Hoy llega a las librerías de la mano de Espasa Las vidas que inventamos, mi última novela.
Y quizá por eso apenas he conseguido pegar ojo en los últimos días, porque se han apoderado de mí la ilusión y la inseguridad, inoculándome una sobredosis de insomnio que, espero, iré venciendo en las próximas semanas.
Ahora vienen las firmas y las presentaciones -en Madrid, en Barcelona, en Granada y en Valencia-, los comentarios de los amigos, las opiniones de los blogs, la espera de entrevistas, reseñas y críticas que quieran hablar de esta novela a pesar del continuo alud de novedades, la emoción cuando las palabras sobre el libro sean tan generosas como estas que publicaba ayer el novelista Juan Bolea y las dudas -eterno fantasma- cuando no lo sean.
Se hace extraño pensar que, desde hoy, las vidas que Gaby y Leo ya no son las mías. Que, en adelante, todo está en mano de los lectores, de quienes se asomen a su mundo para averiguar qué ocultan -y qué desean- tras cada una de las mentiras que nos relatan. Desde el lado del autor no queda mucho por hacer, solo confiar en que funcione el boca-oreja y la novela tenga una vida lo más digna y larga posible (algo que, en estos tiempos, es cada día más improbable).

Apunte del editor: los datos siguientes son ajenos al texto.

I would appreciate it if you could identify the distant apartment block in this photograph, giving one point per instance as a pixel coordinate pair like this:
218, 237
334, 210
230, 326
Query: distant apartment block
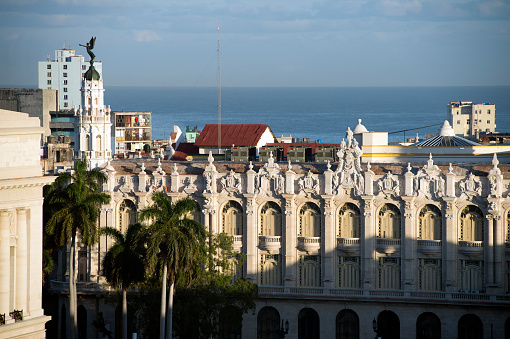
470, 120
65, 74
132, 132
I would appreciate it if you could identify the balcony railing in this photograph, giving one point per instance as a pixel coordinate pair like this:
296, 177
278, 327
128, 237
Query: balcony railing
348, 245
309, 244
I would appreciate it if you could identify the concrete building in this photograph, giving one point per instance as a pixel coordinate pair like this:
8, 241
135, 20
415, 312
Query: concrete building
21, 200
471, 120
132, 132
65, 74
411, 250
38, 103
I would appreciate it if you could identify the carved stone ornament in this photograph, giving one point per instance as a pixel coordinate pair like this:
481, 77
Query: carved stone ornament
389, 185
309, 183
429, 181
231, 182
470, 185
349, 173
270, 180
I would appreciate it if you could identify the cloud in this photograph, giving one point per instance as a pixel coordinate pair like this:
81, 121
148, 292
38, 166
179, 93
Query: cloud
400, 8
146, 36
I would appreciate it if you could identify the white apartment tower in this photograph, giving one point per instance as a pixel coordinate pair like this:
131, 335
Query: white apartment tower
469, 120
65, 74
92, 122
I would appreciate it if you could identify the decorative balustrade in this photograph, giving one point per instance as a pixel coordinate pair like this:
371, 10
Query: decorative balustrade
471, 249
429, 247
268, 242
348, 245
397, 296
309, 244
388, 246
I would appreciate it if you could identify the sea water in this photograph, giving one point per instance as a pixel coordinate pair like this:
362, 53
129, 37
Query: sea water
317, 113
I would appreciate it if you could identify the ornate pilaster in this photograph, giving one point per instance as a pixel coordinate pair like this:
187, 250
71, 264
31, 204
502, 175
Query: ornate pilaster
449, 242
21, 261
289, 245
369, 227
329, 236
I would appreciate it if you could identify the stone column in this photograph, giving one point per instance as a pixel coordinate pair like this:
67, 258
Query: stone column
449, 242
289, 242
5, 264
368, 239
328, 244
489, 249
252, 238
408, 247
21, 261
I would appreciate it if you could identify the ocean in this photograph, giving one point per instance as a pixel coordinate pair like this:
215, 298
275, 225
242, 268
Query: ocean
317, 113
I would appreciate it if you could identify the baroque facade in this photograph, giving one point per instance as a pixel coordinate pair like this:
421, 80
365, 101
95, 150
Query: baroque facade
415, 251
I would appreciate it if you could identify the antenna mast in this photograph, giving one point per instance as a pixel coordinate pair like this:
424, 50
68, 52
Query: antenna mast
219, 94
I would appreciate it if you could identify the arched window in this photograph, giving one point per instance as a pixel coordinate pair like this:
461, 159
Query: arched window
270, 270
268, 323
127, 215
82, 322
428, 326
230, 322
232, 218
471, 224
388, 325
86, 147
308, 324
99, 145
347, 325
349, 221
430, 221
470, 327
309, 270
310, 220
389, 222
271, 219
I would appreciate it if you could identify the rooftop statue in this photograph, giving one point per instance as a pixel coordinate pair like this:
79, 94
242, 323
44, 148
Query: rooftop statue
90, 47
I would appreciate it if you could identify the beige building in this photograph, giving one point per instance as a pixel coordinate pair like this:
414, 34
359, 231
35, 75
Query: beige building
21, 200
470, 120
421, 249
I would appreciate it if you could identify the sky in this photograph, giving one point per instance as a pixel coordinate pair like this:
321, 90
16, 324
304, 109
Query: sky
270, 43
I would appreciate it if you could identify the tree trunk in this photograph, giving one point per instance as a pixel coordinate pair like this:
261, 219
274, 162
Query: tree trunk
124, 313
73, 321
163, 302
169, 312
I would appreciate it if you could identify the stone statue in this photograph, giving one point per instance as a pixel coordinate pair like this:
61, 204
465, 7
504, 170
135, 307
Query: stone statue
90, 47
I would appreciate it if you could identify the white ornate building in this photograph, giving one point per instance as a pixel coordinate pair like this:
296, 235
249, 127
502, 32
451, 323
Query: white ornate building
21, 200
422, 249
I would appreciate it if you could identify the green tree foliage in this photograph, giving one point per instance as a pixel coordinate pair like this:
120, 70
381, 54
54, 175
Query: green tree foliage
73, 202
123, 264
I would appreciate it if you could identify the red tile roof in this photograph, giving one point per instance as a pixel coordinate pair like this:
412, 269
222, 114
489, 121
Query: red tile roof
232, 134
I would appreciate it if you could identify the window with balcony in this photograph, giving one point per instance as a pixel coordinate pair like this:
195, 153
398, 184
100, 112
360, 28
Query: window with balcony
271, 220
309, 270
430, 223
127, 215
349, 221
388, 276
270, 270
232, 218
349, 272
429, 275
309, 220
471, 224
389, 222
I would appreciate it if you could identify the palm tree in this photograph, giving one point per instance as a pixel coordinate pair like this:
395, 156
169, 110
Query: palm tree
174, 239
123, 264
74, 200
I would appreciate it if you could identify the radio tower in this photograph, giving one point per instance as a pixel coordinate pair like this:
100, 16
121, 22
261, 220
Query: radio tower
219, 94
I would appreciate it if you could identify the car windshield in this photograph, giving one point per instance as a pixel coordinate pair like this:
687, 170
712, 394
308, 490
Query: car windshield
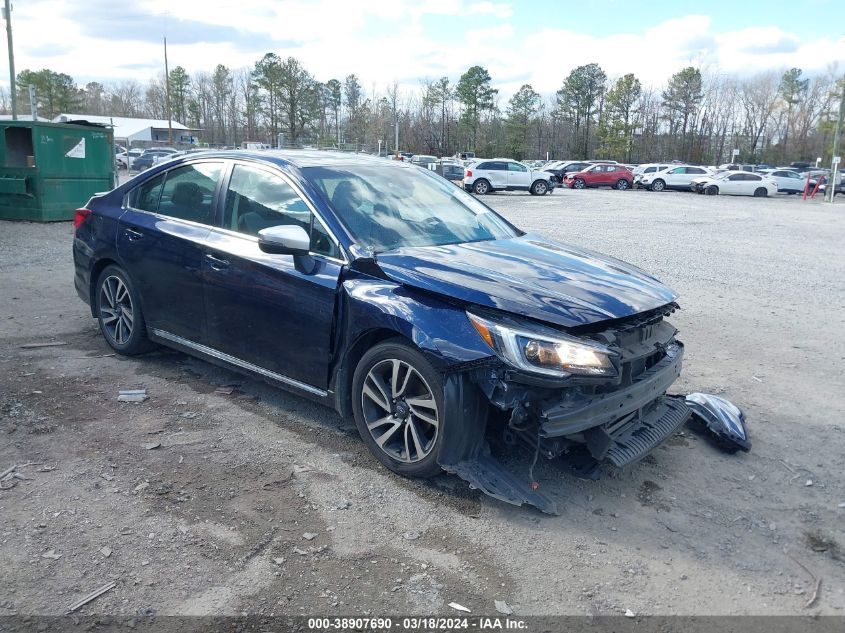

No soy de natural triunfalista, pero tampoco quiero renunciar a disfrutar del momento, de la suerte de poder compartir mi mundo de ficción y de contar con lectores -gracias por vuestros mensajes, tuits y correos electrónicos de estos días- con ganas de entrar en ese universo. Por eso hoy, más allá de las dudas sobre el destino que habrá de correr esta novela, me siento profundamente afortunado. Ilusionado -mi lado infantil me domina con frecuencia- y, aunque cansado e insomne, muy feliz. Porque para quienes escribimos porque no concebimos otra forma de vida -ni de expresión- cada nuevo libro publicado equivale a ofrecer un pedazo -más o menos íntimo- de nosotros mismos. Un pedazo que, desde hoy, ya pueden encontrar en las librerías… Cuídenmelo.